A financial crisis can strike you anytime, anywhere. A loan comes to your rescue before anything else. Out of the various types of loans, a loan against property is the most popular, as it is approved faster than other loans, comes at attractive interest rates, and offers flexible repayment terms.
This article compares a loan against property with a home loan and helps you to choose the best one for you when you are in need of urgent cash.
You can avail of a home loan when you need- funds to purchase a newly constructed house, to buy a new house, or to buy land where you intend to construct a house.
Properties of a Home Loan
- You have to acquaint yourself with the loan jargon and financial terms used in the home loan application process.
- You may apply for a home loan when you intend to purchase or construct a house.
- Home Loans can also be subscribed to if you want to fund a property under construction or to buy a piece of land where you intend to build your house.
- Loans like these are offered by financial institutions and housing finance companies.
- You have to pay at least 10% of the property value as a down payment.
- An interest rate of about 9% is charged by the lender. The home loan interest rate can be either fixed or floating.
- The EMI repayment tenure can be up to 30 years.
- Home loans come with various tax benefits.
Home loans are expensive loans. In the light of a non-payment of the EMIs or interest, the lender can take harsh measures. The lender might auction the property in question to recover the losses.
Loan Against Property
A loan taken against property is a kind of mortgage loan. To avail a mortgage loan, you have to keep your existing property as collateral with the lender, who can liquidate the asset if you are unable to pay back the interest and principal.
Properties of Loan Against Property
- The borrower mortgages his/her residential or commercial property for a certain amount of money.
- This amount is generally equivalent to up to 60% of the market value of the property s/he owns.
- The documents of the mortgaged property have to be handed over to the bank.
- The financial institution keeps the documents till the time the loan is completely paid off.

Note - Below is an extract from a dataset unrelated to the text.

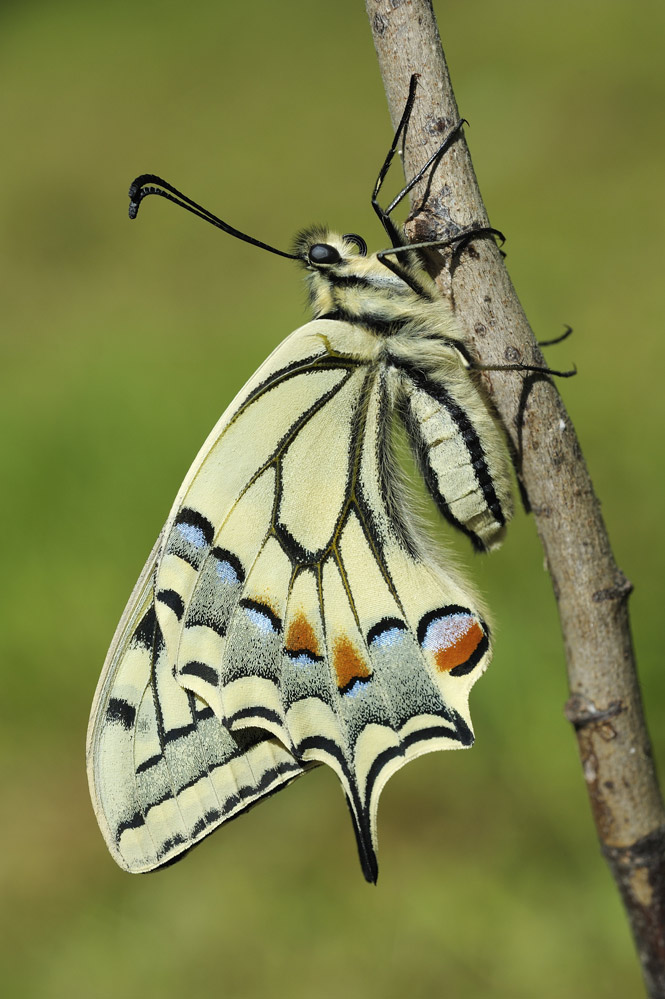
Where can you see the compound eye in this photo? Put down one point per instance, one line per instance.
(323, 253)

- The payments have to be made regularly, just like any other loan. In case of any default, the lender can auction the mortgaged property to recover the losses arising from the non-payment of the dues.
- The funds can be used for any purpose.
- Loan against property interest rates can be anywhere between 9% and 24%, depending on multiple factors like net income, the stability of business or employment, and debt to income ratio, among other things.
Loan Against Property vs. Home Loan
A loan against property and a home loan serve different purposes.
- Home loans are availed for purchasing a house, a piece of land, or a property under construction.
- A loan against property is used to raise funds for personal reasons such as education, business funding, funds for marriage, etc. However, you can also use it to purchase or construct a house.
Thus, the scope of a loan against property is more than a home loan.
The rate of interest plays a decisive factor when it comes to loans. The interest rate on loans against property is slightly higher when compared to a home loan. But, with a marginally higher interest rate, you get increased convenience in the form of no questions asked for loan utilization.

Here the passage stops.